There’s a reason many of us Nigerians living abroad are local celebrities in our overseas bases.
It’s the same reason many of our relatives in Nigeria fall over themselves to get our attention and don’t mind if some of us have to sell drugs, import written-off car parts or bales of underwear already worn by foreigners. It’s the exact reason why Western Union backed the Igue festival: remittances.
Because I, like 30 million other Africans living outside our continent send money home, the lady at my local Cheque Centre knows my name and actually asks how I am feeling. In fact, we have an unspoken agreement where I walk in and she says: “Hi there, Ruona…the usual?”
I either nod or will raise the required amount of fingers to indicate how many more hundreds of pounds will be added for the transaction of the day.
The rest of you should not be too quick to raise your noses at our few seconds of fame; UN figures show that “as a share of total investment in a country, remittances represented 57% in Nigeria.”
In fact, the African Development Bank says funds sent to Nigeria and Egypt together accounted for 64% of total remittances to Africa. Nigerians sent home US$ 21 billion and Egyptians sent US$18 billion in 2012.
If you still are not impressed, then let me tell you the average sweat and gore that goes into sending money home. No, I’m not talking about standing in some shop stacking shelves or trekking on the streets prostituting my female organs—I am too un-athletic and married for all that.
I’m talking about the brainwork and legwork that goes into transferring money home. Anyone who sends money home at least once a month will likely have this routine.
Your computer/laptop/smartphone’s search history includes phrases such as: “GBP to NGN,” “Change money online western union” or “opening times *Western Union vendor name*.”
When the request comes from home it doesn’t matter if we have only seen the insides of a university because we clean its toilets, or that we have a bunch of useless degrees and one PhD. We all turn into investment bankers of sorts, seeking the best deal for our clients, aka free-loading family members.
Some of us already know the exchange rates—mainly because it’s the first thing we check before even having morning sex—the rest of us will run a quick check on Google, converting GBP or USD or Cedis to Nigerian Nairas. If the president has just had the bright idea to sack his dandiest CBN governor or the fools at Boko Haram have been daft enough to kill innocent souls, or crude oil decides to do whatever the heck it does, then we may break out in a praise-worship session thanking God for the fall of the Naira.
If the folks in our countries of residence have decided to announce the recession isn’t going away or more cuts will be made to the damn budget, then we have no choice but to let out a sigh and send curses to our lazy relatives who think we all pick money off a tree in our backyards here.
Either way, depending on the urgency of the need, we may choose to read some news articles to see why the exchange rate is all over the place and ascertain if it will last. At this point you can see the similarities between us and the finance gurus. We monitor the markets just as well.

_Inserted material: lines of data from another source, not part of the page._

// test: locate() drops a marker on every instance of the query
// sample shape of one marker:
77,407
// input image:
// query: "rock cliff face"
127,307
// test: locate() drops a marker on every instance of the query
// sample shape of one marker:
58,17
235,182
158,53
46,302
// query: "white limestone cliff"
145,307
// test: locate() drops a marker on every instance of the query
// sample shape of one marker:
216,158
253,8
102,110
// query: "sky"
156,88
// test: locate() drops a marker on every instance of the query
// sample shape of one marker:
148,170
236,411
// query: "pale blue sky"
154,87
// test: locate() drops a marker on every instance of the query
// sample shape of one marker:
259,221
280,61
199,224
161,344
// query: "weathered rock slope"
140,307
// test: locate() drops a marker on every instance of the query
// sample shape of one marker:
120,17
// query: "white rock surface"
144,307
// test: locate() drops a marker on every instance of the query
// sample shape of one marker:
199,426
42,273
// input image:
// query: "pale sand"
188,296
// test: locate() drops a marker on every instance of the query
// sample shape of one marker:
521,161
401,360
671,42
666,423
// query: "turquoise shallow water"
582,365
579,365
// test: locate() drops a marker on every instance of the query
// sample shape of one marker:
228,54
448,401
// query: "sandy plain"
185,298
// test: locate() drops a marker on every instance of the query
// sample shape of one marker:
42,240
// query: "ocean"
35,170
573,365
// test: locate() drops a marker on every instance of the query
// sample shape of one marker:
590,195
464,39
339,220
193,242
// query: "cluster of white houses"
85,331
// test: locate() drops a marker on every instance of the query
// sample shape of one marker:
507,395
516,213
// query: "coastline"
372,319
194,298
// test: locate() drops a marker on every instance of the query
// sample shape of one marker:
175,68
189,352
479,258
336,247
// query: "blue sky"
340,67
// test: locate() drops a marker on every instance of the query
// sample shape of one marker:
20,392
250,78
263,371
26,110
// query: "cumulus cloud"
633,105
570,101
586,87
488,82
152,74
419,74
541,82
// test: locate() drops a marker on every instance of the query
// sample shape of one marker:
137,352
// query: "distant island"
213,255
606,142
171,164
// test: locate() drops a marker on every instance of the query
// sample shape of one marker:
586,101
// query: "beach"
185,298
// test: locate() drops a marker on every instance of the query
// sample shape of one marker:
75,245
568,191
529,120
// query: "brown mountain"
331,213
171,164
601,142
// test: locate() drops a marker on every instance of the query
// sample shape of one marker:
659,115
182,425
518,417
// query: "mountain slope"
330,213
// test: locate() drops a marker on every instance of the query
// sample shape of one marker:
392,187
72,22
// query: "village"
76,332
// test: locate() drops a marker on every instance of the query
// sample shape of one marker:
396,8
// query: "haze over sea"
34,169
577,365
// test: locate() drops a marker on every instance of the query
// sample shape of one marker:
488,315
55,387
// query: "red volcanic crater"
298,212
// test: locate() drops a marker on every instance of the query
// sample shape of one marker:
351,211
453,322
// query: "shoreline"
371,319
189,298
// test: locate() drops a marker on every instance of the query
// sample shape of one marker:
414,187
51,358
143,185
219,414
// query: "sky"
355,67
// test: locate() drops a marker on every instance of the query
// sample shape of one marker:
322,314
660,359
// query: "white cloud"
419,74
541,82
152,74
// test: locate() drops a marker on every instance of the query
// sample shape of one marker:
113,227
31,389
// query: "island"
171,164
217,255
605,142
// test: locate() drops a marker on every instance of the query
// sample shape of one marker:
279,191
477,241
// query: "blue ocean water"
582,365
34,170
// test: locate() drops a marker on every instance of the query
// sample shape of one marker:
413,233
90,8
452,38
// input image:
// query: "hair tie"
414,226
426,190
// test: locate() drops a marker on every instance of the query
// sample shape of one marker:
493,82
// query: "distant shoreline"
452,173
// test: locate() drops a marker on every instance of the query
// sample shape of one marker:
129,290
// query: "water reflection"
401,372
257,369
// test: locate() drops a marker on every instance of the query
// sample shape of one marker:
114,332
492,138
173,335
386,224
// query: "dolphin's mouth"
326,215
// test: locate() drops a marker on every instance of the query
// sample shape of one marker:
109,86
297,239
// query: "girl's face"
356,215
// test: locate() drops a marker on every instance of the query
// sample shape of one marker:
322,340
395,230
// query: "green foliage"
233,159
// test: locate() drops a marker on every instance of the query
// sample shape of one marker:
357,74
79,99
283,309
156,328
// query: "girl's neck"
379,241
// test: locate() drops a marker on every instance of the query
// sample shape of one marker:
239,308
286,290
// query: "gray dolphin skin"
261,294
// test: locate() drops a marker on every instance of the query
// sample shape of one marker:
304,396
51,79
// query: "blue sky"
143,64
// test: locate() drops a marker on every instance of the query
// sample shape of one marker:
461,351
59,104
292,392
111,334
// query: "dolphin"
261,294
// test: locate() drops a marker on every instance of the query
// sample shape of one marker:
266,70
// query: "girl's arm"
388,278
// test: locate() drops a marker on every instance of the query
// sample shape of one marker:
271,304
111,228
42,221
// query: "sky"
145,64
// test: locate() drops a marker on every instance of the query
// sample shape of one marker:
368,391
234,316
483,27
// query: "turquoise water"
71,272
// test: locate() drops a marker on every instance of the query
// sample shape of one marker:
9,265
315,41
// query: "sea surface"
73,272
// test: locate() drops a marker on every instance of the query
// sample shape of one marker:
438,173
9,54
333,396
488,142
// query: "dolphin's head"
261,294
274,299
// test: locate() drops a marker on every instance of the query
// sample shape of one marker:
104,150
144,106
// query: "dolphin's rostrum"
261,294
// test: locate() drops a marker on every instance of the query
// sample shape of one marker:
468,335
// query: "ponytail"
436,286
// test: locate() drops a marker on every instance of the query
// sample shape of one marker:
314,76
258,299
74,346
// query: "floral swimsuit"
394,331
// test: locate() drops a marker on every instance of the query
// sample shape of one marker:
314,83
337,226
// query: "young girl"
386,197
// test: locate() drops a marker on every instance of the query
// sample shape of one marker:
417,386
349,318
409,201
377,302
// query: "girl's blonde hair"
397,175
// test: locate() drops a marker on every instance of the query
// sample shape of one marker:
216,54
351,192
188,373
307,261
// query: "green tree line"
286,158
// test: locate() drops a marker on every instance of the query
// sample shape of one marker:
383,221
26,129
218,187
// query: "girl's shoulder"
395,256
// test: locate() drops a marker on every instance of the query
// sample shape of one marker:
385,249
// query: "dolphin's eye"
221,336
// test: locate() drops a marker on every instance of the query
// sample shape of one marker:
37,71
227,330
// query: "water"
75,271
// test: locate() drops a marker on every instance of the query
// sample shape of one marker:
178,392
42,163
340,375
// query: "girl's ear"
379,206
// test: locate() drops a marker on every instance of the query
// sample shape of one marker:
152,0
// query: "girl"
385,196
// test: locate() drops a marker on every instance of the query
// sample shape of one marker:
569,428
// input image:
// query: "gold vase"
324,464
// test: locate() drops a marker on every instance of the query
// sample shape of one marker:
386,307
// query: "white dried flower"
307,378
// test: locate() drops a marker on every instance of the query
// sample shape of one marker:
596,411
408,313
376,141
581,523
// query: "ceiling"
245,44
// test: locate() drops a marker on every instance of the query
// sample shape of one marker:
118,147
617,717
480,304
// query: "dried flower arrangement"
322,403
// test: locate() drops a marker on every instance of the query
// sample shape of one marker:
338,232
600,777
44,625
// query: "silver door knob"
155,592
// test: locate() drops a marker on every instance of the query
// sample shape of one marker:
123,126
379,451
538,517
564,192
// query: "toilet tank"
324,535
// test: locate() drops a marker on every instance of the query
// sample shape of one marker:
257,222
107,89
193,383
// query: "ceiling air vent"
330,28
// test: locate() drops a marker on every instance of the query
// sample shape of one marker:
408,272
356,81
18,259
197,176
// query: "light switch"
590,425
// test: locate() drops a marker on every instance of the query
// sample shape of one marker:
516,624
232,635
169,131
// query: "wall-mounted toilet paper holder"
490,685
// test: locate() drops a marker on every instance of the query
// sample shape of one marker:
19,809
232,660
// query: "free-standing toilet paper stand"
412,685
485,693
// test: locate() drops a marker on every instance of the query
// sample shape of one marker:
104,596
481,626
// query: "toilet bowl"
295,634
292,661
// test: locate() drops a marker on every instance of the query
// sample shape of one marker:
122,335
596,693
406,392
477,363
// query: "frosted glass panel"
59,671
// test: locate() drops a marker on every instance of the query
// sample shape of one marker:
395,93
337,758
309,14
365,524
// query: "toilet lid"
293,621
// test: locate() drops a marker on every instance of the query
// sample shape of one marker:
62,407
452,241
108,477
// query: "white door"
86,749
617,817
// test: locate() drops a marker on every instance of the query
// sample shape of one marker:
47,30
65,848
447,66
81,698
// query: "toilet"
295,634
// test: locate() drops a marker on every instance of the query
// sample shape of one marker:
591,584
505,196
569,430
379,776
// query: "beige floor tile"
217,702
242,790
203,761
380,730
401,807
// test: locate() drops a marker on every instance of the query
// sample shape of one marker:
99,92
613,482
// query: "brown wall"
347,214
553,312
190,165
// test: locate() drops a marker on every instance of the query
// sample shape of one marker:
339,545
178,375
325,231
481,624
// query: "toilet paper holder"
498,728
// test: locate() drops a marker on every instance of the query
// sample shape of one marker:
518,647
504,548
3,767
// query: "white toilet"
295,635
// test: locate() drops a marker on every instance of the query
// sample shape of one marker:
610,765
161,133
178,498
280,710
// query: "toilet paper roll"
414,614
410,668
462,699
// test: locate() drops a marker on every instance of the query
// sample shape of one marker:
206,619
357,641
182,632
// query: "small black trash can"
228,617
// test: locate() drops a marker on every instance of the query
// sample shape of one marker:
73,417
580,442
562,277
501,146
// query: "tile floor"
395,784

Some of us will simultaneously check online how much the Western Union folks want to cream off what we’re sending. If the Naira has fallen, we really can’t be bothered to feign sadness because we get more Naira for fewer Sterling notes.
If the Sterling is weak, then we get more creative and fiddle with the books. We will usually check what rates MoneyGram can give us, then check out Ria and end up begging the Nigerian guy in the cubicle at some Asian shop to help us wire it through his UBA account so we pay the barest minimum in transfer fees. All depends on spending power, see?
Next begins the spiritual cycle. We begin to pray that the Naira continues to go down low like those cellulite-riddled females in Olamide’s videos. In fact, the past few weeks where £1 has been the equivalent of N270-N260 has seen us all smiling to our Western Union vendors. I know of people cashing in by being able to purchase a house at this time, and paying up tuition fees in advance in Nigeria before the numbers do a U-Turn.
So don’t hate on us, because as the Waffi proverb says; “e need bad for one person so that e go better for anoda person.”
Long may the Naira go down low, so our Sterling can go farther and pay for grander weddings and automobiles in Nigeria.
But truth be told, in times like this there is only one thing that ruins our parole; when someone in Nigeria decides to pay you for services rendered—in Naira.
By the time the Naira makes its way into our overseas account…go figure.
It seems we African immigrants can never win. Oh well.
As always, excuse me while I find my crowbar, folks – I need to extricate my tongue from my cheek.